Old Meets New
Paula Rego
25 de maio a 30 de outubro de 2016
Exposição prolongada até 26 de fevereiro de
2017
Inauguração dia 25 de maio às 18h00
Curadoria: Catarina Alfaro
A apropriação das histórias a partir da palavra escrita é um
exercício matricial e recorrente na obra de Paula Rego. A sua
aprendizagem na Slade School of Fine Art, em Londres, de
1952 a 1956, foi determinante para a estimulação desta linha de
pesquisa permitindo-lhe desenvolver uma linguagem figurativa
pessoal em que o seu universo de referências identitárias está
sempre presente.
A preocupação em imprimir um cunho realista às suas obras partindo
da realidade que mais lhe é próxima, a de Portugal, está na origem
da pesquisa pictórica de Paula Rego e é igualmente partilhada pelo
escritor português que mais admira, Eça de Queirós (1845-1900). O
processo de denúncia social e política é elaborado por ambos a
partir de uma observação atenta do quotidiano e reflete, apesar da
distância cronológica que os separa, o modo como o contexto
ideológico, filosófico, político e mesmo moral do realismo foi
determinante na definição dos seus percursos artístico e
literário.
A seleção das narrativas queirosianas por Paula Rego como ponto de
partida narrativo para as suas novas séries de obras O Primo
Basílio (de 1878) e A Relíquia (de 1887) foi
realizada em total coerência com a temática transversal à sua obra:
os dramas morais e sociais; as relações humanas, sem artifícios nem
heróis.
Cada cena é recriada numa sequência visual de momentos-chave de
dramaticidade e os títulos que a artista atribui a estas obras
podem identificar vagamente os enredos dos romances de Eça. Não há
dúvida que as suas pinturas partilham simbolicamente os lugares e
personagens convocados por estas imagens literárias, mas há
sobretudo e sempre uma intenção transformadora que autonomiza as
pinturas das histórias originais. Essas ficções são encenadas,
representadas e reinterpretadas no atelier da artista, onde as
histórias ganham vida própria através dos modelos vivos, sobretudo
Lila Nunes. Paula Rego escolhe também os figurinos, vestindo todos
os seus intervenientes com roupas criadas para o momento narrativo
pictórico. Juntam-se ainda outros elementos-chave à composição:
mobiliário e demais aspetos decorativos são aqui metodicamente
incorporados. As personagens ocupam este espaço cenográfico
complexificado, posicionando-se em cena de acordo com o seu papel
principal ou secundário, dando uma nova vida às histórias. Nesta
abordagem marcadamente autoral e muitas vezes auto-referencial, as
obras deixam de se submeter, numa delineada estratégia de
transgressão, às suas referências exteriores. Estas, por sua vez,
ganham um novo sentido ao articularem-se, na tela ou no papel, com
elementos e histórias que apenas à autora dizem respeito.

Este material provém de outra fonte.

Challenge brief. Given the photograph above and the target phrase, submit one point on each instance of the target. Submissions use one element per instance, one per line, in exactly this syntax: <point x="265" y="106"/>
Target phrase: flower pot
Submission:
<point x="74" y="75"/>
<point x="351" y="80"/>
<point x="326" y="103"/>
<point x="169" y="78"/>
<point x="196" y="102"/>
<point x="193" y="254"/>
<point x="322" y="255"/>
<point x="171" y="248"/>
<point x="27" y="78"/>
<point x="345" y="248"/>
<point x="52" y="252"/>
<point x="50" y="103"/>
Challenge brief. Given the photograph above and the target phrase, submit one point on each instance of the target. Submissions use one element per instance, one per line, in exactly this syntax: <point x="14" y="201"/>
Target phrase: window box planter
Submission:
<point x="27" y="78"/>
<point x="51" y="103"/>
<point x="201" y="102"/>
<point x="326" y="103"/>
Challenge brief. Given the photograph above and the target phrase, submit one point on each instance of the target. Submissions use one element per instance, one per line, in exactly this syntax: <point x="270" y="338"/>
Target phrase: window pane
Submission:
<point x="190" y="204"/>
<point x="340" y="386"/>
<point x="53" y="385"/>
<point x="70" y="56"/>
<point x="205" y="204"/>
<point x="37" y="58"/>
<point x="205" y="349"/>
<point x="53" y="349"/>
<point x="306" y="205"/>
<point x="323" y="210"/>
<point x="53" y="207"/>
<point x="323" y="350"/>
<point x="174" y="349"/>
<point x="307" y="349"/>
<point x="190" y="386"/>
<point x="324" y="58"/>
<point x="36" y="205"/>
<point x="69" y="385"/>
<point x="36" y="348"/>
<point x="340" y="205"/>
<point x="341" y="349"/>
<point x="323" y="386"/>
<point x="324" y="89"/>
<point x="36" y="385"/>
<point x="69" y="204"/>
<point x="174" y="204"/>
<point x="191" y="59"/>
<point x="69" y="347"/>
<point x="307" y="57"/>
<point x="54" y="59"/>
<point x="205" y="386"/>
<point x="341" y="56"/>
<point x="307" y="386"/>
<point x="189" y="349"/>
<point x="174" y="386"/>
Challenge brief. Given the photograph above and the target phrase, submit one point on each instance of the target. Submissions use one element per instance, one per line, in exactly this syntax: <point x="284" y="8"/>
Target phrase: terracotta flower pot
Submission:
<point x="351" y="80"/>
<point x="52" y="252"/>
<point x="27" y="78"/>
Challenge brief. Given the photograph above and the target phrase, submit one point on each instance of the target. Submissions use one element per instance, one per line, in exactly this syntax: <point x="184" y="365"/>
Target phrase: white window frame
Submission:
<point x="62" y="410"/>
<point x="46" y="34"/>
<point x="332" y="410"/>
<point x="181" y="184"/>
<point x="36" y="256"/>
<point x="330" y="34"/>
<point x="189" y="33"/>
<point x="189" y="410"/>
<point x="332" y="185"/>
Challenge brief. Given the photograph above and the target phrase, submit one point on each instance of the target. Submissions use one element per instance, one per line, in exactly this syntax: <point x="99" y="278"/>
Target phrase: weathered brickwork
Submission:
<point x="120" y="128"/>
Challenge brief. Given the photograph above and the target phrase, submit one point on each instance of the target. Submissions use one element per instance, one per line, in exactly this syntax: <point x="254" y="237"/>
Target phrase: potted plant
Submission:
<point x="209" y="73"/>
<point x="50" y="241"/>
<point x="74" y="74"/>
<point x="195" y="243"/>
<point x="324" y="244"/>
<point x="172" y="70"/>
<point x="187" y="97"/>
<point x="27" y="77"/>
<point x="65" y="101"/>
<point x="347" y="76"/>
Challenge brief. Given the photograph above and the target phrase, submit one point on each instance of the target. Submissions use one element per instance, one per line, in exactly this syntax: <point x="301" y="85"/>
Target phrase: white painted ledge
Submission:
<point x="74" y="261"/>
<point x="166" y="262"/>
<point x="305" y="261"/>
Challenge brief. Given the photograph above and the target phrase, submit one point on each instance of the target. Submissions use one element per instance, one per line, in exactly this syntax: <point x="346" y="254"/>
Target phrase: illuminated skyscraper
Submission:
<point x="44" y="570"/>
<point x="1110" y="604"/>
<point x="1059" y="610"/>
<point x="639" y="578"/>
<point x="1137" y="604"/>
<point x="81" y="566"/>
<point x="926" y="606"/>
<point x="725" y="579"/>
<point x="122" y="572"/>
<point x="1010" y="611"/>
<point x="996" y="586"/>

Paula Rego tem-se servido das técnicas da gravura e da litografia
para expressar a sua voz crítica, mordaz e socialmente
interventiva. Os melhores exemplos desta denúncia social são as
séries Aborto (1999-2000) e Mutilação Genital
Feminina (2009). Exposta pela primeira vez na Casa das
Histórias Paula Rego, esta perturbadora série sobre a mutilação
genital feminina alerta-nos para um terrível problema social, com
contornos religiosos, que atinge sobretudo as meninas entre o
nascimento e a puberdade. Paula Rego retrata este cruel e
traumático processo cirúrgico criando as imagens terríficas que o
tema exige.
Destacam-se ainda nesta exposição três obras de uma série de seis,
realizadas em 2014, sobre a vida do último rei de Portugal, o rei
D. Manuel II, O Rei Saudade. Paula Rego regressa, com esta série, a
uma reflexão sobre a vivência do exílio iniciada em 1963 na obra
Exílio [Um velho exilado sonhando da sua juventude].